In my early days as a software engineer, back in 1988, this book (“Principles of Software Engineering Management” by Tom Gilb) was my bible.
We’d just acquired a new client, who’d been told that the networked point of sale software they’d just ordered would be ready in 3 months.
The trouble was, what they’d seen was a mock-up. We hadn’t even begun to think about designing or building it.
So, having found this new book a few weeks earlier, I decided to follow its principles.
Having mapped out a high-level architecture for the system, we put ourselves in the shoes of the customer – a large department store – to work out which elements we should deliver first.
Next we worked out which parts of the standard software development approach we could ditch, without compromising maintainability (I learned to code with the MOD, so maintainability was key).
Having stripped our development process back to just what would support the things we really cared about – software that did what the customer wanted reliably, delivered in business-useful chunks and in code that could and would be easily maintained in future – we were rigourous in sticking to it.

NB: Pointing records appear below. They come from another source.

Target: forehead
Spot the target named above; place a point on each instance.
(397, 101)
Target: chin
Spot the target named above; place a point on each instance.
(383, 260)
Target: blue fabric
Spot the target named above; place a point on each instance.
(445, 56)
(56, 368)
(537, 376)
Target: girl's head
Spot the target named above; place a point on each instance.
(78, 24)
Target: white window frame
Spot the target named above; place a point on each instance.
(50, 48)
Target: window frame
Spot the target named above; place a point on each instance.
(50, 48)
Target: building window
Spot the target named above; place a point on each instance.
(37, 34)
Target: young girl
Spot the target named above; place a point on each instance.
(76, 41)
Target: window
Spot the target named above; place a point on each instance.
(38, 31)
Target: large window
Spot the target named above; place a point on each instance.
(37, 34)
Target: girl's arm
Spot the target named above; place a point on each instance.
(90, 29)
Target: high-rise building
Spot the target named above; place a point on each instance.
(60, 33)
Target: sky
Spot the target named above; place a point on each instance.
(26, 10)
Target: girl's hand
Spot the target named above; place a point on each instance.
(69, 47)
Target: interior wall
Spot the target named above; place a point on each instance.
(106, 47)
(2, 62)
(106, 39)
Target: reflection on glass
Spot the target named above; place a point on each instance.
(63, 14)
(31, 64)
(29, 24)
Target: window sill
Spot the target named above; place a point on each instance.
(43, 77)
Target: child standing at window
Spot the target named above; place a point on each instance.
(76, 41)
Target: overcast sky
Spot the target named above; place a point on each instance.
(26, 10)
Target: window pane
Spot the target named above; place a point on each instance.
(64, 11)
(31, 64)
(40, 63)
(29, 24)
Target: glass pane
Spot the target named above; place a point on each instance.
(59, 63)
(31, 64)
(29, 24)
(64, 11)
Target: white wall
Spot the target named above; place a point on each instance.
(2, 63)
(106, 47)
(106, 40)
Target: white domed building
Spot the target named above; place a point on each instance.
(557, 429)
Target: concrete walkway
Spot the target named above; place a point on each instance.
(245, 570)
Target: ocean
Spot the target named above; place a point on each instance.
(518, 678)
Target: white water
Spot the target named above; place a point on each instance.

Everything else was low-tech and informal. We were a small team in one room with a whiteboard, and could communicate well enough to keep things on track and under control.
We were helped by a fantastic boss, who believed in us, and defended us from the traditionalists outside our team.
It worked. We didn’t deliver the whole system in 3 months, but the client was more than happy.
They got what they needed when they needed it. As they populated products, we built the departments piece, and so on, each delivery fully tested and working properly, building on the previous one until the system was complete.
And we were the first to market with this kind of product.
The point of this little nostalgia trip?
The right level of discipline makes daring possible.